Two audiences, one architecture

Building for AI agents sounds like it should add complexity for human developers. Forge went the other way -- the decisions that make it good for developers are exactly the decisions that make it work for agents.

D1 opened this series with four audiences: browser, API client, AI agent reading, AI agent operating. It is a reasonable thing to hear and wonder: does designing for AI agents compromise the experience for developers? Extra abstraction, extra configuration, extra layers?

It does not. That is what this post is about.

Forge does not have a developer mode and an AI mode. There is no toggle, no special API surface, no separate subsystem for agent use. The same architecture serves all four audiences -- and the reason it works is that explicit, typed, and self-describing are not AI features. They are good software principles. Forge applies them consistently, and it turns out AI agents value exactly the same things experienced developers do.

Four examples.

1. Struct tags as single source of truth

The developer writes one struct:

type Post struct {
    forge.Node
    Title   string `forge:"required,min=3"  forge_description:"The headline of the post"`
    Excerpt string `forge:"required"         forge_description:"1-2 sentences for the list and meta description"`
    Body    string `forge:"required"         forge_format:"markdown"`
}

From this single definition, Forge derives: field validation, database column mapping, MCP tool schema, and the field descriptions the agent reads when it calls create_post. No separate schema file. No documentation to write and keep in sync with the implementation.

The developer benefits because there is one place to change when requirements change. The agent benefits because the tool schema is self-describing without anyone having written documentation specifically for it. Same struct. Same tags. Both benefit from the same decision.

2. Fail-fast and predictability

Forge validates configuration at startup and stops if anything is wrong. /_health is available when mounted, returning framework version and status. The binary does not start in a broken state and fail later when a request hits the misconfigured path.

For a developer, this means: you know immediately whether the instance is correctly configured. No silent failures, no debugging an issue that was visible at boot.

For an agent, the same guarantee applies. It is either calling a correctly configured, running system -- or it is not calling anything. No half-working states, no ambiguous responses to handle. The predictability that experienced developers appreciate is the same predictability that makes an agent's operations reliable.

3. Content lifecycle enforcement

The developer writes no draft-leak prevention code. No status filter on every query, no conditional check before serving a response. The framework enforces the lifecycle -- Draft, Scheduled, Published, Archived -- at the architectural level. Anything outside Published returns 404.

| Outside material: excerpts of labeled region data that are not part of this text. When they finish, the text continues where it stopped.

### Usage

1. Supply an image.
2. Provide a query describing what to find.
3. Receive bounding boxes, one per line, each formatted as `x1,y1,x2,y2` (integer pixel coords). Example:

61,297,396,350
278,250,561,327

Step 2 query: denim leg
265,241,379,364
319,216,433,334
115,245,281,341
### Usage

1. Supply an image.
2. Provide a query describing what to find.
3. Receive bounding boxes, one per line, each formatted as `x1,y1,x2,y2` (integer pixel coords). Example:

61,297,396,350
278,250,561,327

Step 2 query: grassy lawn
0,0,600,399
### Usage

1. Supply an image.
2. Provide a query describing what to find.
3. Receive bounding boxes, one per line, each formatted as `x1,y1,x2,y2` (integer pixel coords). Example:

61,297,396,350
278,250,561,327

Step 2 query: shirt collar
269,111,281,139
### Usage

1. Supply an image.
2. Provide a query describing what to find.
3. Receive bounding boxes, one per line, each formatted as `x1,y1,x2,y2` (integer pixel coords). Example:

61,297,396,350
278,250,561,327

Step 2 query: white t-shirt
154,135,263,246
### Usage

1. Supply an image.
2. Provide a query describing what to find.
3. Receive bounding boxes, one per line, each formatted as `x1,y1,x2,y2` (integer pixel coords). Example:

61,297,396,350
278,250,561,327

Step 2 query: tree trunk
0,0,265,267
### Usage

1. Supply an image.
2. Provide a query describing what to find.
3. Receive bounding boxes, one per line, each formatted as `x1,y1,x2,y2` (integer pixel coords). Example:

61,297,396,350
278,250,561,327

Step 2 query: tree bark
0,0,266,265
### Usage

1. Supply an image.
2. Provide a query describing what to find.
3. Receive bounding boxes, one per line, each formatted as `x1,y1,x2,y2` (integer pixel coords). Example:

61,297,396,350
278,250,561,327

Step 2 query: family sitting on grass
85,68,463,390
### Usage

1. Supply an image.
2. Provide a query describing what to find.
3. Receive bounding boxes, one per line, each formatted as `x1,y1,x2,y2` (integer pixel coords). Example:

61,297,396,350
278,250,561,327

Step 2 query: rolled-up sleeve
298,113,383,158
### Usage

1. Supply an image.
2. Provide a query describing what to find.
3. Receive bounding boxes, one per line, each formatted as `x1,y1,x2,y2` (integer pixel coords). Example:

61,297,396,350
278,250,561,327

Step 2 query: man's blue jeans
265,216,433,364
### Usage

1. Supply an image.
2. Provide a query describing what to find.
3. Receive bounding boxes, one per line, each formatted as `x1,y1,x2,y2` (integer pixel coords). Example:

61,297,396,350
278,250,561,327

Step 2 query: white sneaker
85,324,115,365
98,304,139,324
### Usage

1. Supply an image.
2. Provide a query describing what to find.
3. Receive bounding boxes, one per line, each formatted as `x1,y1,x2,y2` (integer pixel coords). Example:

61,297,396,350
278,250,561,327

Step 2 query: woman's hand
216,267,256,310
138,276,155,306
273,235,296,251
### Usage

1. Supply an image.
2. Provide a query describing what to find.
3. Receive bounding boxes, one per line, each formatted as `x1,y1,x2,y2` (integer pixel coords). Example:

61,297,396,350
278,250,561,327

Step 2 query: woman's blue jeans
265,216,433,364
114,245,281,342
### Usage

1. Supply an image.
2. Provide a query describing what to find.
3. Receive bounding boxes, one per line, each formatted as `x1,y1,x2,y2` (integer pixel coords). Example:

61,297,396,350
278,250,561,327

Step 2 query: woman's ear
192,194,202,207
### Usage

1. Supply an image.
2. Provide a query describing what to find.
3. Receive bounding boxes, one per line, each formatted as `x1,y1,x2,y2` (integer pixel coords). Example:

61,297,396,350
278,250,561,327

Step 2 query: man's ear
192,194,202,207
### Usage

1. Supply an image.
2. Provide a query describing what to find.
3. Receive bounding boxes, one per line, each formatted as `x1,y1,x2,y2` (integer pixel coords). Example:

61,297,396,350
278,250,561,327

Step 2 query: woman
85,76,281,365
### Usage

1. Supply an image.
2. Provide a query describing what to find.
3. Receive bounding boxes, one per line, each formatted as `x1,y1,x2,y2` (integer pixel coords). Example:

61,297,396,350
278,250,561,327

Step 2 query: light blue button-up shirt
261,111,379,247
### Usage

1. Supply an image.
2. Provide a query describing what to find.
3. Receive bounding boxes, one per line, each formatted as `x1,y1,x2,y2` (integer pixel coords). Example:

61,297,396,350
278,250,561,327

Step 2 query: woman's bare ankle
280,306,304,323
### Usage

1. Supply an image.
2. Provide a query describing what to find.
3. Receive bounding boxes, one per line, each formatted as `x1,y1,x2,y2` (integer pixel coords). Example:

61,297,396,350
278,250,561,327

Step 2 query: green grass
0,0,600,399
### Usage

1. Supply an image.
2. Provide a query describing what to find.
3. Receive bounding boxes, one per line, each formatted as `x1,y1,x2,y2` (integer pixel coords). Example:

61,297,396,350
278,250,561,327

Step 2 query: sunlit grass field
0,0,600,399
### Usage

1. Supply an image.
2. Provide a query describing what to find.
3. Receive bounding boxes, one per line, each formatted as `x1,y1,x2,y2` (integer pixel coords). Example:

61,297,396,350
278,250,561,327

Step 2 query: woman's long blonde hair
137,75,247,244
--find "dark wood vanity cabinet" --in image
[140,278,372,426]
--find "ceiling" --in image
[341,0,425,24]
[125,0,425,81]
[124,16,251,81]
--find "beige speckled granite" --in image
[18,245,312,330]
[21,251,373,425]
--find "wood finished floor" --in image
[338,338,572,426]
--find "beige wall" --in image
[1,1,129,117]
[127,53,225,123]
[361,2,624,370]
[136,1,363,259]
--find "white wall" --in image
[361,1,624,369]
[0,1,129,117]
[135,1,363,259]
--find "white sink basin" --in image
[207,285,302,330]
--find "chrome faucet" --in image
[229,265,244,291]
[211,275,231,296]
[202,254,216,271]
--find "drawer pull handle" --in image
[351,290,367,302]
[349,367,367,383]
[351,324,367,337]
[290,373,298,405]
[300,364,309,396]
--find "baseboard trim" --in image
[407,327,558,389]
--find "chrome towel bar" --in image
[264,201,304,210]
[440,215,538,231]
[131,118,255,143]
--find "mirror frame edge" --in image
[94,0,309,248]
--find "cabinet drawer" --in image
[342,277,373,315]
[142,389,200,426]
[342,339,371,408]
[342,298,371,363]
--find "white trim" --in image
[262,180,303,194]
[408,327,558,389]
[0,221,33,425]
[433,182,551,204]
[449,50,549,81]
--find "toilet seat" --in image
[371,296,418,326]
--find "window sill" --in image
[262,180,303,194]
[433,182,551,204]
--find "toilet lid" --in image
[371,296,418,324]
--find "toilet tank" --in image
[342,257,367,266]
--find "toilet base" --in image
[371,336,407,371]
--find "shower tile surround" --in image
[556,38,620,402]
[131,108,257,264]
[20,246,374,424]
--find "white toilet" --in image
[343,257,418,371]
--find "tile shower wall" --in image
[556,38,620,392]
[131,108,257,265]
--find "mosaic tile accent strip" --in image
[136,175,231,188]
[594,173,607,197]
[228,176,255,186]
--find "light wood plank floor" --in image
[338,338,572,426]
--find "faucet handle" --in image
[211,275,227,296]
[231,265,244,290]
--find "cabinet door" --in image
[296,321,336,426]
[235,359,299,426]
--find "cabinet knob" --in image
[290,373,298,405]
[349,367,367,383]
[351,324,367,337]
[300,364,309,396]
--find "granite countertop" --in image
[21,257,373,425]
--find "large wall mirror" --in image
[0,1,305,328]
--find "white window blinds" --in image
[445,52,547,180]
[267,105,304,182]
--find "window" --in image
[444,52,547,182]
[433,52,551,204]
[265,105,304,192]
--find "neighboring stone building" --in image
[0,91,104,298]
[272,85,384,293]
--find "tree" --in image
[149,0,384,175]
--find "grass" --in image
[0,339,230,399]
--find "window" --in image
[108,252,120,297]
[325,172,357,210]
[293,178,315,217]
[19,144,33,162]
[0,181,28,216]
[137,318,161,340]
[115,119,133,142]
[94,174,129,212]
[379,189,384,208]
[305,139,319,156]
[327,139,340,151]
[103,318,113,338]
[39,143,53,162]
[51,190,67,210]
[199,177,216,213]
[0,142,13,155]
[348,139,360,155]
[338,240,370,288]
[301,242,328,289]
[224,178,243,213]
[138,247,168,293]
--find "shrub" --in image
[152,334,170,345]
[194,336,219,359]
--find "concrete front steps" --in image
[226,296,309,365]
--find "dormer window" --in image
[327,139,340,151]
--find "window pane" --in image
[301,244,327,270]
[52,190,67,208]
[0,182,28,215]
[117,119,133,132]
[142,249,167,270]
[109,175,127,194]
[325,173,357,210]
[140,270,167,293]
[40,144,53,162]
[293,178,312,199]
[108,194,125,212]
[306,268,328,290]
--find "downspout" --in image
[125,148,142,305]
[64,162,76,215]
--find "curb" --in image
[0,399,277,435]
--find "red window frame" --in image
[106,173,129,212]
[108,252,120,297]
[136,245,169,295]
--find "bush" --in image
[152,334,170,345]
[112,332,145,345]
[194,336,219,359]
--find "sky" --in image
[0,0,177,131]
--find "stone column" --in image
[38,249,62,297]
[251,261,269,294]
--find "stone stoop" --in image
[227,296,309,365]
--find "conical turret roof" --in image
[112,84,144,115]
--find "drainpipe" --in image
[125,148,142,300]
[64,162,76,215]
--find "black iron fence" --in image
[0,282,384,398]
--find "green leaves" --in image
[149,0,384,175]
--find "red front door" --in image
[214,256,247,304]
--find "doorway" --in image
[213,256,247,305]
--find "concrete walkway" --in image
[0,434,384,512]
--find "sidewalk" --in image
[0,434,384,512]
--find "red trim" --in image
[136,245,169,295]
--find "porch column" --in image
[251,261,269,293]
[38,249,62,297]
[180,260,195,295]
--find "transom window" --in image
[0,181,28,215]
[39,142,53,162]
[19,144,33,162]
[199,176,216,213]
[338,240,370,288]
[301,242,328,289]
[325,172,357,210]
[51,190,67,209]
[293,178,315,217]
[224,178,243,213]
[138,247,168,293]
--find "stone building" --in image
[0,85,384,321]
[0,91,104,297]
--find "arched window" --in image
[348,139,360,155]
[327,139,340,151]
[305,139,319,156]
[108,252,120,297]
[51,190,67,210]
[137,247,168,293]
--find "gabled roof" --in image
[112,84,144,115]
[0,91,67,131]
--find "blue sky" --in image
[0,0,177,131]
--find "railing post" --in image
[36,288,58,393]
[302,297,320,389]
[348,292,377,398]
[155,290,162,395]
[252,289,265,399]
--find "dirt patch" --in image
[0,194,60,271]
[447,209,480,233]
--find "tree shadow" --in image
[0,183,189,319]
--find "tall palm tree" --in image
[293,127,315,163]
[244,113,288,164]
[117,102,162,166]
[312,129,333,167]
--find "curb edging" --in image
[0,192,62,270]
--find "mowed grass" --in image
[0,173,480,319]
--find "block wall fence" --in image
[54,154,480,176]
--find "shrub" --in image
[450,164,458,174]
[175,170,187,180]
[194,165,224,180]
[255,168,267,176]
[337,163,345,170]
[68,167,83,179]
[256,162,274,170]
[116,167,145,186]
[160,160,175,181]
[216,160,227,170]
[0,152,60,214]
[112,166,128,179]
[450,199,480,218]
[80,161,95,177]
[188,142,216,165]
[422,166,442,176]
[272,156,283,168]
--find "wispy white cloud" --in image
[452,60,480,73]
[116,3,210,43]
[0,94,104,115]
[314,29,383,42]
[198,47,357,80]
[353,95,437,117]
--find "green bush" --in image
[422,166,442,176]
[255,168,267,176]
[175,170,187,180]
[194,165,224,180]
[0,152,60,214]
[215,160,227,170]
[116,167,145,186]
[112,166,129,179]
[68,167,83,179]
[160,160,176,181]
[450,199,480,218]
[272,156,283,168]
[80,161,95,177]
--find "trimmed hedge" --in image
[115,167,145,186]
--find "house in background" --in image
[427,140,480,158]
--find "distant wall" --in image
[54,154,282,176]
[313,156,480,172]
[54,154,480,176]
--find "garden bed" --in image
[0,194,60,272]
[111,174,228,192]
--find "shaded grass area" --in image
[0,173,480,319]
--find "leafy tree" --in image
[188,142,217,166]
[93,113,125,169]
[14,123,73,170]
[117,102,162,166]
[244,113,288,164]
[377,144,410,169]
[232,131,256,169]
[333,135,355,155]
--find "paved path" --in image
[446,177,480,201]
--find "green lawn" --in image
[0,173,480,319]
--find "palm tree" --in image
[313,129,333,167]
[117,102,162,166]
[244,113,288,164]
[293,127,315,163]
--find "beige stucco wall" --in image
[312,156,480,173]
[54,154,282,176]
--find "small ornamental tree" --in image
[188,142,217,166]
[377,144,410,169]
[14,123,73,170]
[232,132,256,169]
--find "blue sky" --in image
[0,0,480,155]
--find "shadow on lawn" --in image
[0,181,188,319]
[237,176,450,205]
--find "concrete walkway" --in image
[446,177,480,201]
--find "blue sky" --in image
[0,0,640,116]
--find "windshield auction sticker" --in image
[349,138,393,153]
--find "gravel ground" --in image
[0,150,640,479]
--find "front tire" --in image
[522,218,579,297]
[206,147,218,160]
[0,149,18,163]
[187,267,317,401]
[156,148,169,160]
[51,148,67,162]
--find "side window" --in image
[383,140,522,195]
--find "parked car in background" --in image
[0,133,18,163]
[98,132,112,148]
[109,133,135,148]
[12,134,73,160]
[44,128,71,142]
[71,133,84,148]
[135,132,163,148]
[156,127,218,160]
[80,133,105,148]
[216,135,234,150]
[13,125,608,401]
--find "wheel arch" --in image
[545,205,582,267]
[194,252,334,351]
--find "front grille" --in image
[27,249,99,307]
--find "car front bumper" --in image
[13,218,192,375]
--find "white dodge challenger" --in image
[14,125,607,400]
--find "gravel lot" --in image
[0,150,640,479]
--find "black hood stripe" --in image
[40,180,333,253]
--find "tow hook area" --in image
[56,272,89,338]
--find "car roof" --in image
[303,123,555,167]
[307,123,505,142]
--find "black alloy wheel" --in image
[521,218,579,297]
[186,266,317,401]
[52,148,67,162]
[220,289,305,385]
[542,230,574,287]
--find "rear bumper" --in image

The agent cannot leak drafts regardless of what it is instructed to do. Not because of a prompt constraint that can be overridden, but because the enforcement is in the framework, not in the application layer. The same guarantee that removes cognitive overhead for the developer removes the possibility of agent error for the operator.

4. Go doc comments as API documentation

Forge's exported types, methods, and functions are documented with thorough Go doc comments. This is the primary documentation format -- not a separate wiki, not a docs site that can drift from the implementation.

A developer using GitHub Copilot or Claude Code gets accurate, contextual completions directly in the editor. The doc comments are the source -- no separate manual to look up, no risk of the documentation describing an older API.

An AI assistant helping build a Forge application reads the same doc comments. pkg.go.dev exposes them browsably. godoc generates them locally. There is no separate "AI-friendly documentation" -- all documentation is human-readable and machine-readable simultaneously, because it is Go.

This extends the self-describing principle from runtime (tool schemas, .aidoc, /_health) to the development layer itself. Forge describes itself at every level: for the browser, for the operating agent, and for the developer and AI assistant building with it.

Why it works

D1 introduced four audiences. D7 showed reading and operations as complementary layers -- what the agent can read, what it can act on. D9 is the answer to the question underneath all of it: why does one architecture serve all four?

Because the qualities that make software good for developers -- explicit contracts, typed interfaces, single sources of truth, predictable failure -- are the same qualities that make software reliable for automated systems. The goals were never in tension. Forge applied the same principles consistently, and agents benefit for the same reason developers do.